Re: [Numpy-discussion] np.array, copy=False and memmap

2017-09-06 Thread Thomas Jollans
On 2017-08-07 23:01, Nisoli Isaia wrote:
> Dear all,
> I have a question about the behaviour of 
> |
> |
> |y ||=||np.array(x, copy||=||False||, dtype||=||'float32'||)|
> 
> when x is a memmap. If we check the memmap attribute of mmap> |
> |
> |print||"mmap attribute"||, y._mmap|
> |
> |
> numpy tells us that y is not a memmap.

Regardless of any bugs exposed by the snippet of code below, everything
is fine here. You created y as an array, so it's an array, not a memmap.
Maybe it should be a memmap.
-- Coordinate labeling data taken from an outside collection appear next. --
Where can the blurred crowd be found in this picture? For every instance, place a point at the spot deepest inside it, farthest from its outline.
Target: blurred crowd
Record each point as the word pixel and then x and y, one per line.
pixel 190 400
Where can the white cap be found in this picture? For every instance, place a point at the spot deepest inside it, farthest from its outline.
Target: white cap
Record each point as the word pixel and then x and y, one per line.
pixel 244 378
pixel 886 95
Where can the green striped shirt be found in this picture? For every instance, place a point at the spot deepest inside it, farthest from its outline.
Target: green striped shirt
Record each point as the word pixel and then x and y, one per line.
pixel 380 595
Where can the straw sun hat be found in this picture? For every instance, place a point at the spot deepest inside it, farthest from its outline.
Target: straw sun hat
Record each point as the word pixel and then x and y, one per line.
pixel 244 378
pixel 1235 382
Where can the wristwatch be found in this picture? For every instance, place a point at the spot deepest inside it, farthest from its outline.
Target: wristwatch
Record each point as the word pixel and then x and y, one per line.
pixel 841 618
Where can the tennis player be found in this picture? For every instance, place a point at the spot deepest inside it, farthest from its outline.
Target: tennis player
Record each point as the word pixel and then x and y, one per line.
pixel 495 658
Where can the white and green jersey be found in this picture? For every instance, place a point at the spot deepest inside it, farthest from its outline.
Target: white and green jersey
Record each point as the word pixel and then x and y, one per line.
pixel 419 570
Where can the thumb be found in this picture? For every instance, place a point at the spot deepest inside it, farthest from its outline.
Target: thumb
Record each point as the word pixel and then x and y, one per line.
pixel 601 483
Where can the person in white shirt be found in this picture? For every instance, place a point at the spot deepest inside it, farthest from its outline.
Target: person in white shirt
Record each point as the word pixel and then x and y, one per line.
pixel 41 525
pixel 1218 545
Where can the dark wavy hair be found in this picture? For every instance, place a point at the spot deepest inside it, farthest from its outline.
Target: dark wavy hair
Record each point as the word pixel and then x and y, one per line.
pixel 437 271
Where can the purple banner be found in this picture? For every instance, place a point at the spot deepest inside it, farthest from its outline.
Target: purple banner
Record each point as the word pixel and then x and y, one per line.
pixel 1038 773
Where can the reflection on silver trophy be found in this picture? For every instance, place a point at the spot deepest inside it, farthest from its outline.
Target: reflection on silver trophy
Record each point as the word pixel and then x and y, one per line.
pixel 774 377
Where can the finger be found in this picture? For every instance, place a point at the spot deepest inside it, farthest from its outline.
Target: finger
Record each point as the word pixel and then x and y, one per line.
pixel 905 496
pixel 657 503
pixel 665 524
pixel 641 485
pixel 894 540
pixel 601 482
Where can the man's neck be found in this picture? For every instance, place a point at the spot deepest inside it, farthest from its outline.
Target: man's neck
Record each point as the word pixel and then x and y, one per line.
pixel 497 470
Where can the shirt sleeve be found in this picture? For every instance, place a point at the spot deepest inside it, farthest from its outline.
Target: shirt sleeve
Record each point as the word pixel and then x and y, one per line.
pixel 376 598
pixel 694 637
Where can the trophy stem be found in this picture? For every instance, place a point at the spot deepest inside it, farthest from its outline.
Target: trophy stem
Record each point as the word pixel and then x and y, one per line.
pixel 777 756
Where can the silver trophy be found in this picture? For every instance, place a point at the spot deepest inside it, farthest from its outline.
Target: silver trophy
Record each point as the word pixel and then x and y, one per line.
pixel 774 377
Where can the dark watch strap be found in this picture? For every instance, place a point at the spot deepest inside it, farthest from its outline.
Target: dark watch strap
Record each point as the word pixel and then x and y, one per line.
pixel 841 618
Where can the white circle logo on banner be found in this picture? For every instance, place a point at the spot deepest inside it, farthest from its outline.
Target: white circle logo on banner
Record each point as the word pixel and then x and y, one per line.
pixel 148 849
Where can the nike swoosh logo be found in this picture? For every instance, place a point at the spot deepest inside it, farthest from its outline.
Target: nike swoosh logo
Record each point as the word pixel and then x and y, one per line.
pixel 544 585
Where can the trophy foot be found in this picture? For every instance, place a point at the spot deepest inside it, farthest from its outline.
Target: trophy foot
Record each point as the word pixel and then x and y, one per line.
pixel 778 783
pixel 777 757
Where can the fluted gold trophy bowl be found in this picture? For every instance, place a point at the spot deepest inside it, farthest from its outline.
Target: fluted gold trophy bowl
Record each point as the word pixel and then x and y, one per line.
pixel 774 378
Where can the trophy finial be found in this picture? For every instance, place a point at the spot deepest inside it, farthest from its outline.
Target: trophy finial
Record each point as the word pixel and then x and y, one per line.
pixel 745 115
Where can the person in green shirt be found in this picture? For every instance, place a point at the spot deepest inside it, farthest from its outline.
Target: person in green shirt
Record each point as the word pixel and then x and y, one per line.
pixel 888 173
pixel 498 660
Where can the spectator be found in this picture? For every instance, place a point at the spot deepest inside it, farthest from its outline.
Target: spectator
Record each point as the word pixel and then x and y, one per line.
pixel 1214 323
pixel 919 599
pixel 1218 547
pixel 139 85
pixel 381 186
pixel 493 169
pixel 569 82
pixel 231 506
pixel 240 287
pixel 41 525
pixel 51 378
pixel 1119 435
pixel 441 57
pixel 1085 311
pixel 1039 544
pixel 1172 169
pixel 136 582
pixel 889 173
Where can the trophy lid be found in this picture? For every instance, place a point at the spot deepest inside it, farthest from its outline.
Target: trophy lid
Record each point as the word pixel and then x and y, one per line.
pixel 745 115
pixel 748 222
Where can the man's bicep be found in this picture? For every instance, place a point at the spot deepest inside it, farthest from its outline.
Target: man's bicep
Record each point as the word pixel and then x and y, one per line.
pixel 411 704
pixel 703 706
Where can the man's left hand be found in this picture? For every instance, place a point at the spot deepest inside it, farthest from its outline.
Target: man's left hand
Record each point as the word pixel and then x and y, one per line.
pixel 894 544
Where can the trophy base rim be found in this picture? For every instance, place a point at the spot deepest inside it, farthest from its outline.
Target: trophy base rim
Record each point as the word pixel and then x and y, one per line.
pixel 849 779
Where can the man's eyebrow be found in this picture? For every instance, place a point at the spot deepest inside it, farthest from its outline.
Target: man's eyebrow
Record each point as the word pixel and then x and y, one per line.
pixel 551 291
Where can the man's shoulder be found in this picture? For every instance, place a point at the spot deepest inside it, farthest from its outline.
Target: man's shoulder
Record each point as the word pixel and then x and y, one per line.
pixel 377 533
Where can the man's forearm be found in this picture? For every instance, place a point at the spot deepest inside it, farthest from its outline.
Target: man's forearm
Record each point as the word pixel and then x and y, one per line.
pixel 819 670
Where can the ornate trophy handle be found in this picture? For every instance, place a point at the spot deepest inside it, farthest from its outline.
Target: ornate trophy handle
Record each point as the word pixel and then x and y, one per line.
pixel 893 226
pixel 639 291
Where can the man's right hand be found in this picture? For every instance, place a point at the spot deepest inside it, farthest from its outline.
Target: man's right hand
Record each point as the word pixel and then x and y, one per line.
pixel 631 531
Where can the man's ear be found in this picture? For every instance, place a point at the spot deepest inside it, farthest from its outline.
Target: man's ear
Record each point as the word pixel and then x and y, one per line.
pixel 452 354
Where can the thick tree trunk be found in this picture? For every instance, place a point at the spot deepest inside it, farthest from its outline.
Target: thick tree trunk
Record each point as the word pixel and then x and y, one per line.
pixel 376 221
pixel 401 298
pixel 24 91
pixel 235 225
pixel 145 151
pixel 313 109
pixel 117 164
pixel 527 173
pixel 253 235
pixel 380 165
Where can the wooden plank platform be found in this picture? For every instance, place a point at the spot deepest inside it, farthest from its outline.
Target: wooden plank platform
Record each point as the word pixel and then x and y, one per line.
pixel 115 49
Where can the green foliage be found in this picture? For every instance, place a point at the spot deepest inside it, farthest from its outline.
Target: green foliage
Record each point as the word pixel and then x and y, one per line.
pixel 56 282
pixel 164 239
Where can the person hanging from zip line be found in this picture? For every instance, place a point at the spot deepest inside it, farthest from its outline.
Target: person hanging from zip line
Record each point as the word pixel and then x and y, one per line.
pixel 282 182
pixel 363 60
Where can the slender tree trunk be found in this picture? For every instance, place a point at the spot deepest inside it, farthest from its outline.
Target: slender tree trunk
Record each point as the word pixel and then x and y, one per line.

It doesn't matter: it's still backed by a
memmap!


Python 2.7.5 (default, Aug  2 2017, 11:05:32)
Type "copyright", "credits" or "license" for more information.

IPython 5.4.1 -- An enhanced Interactive Python.
? -> Introduction and overview of IPython's features.
%quickref -> Quick reference.
help  -> Python's own help system.
object?   -> Details about 'object', use 'object??' for extra details.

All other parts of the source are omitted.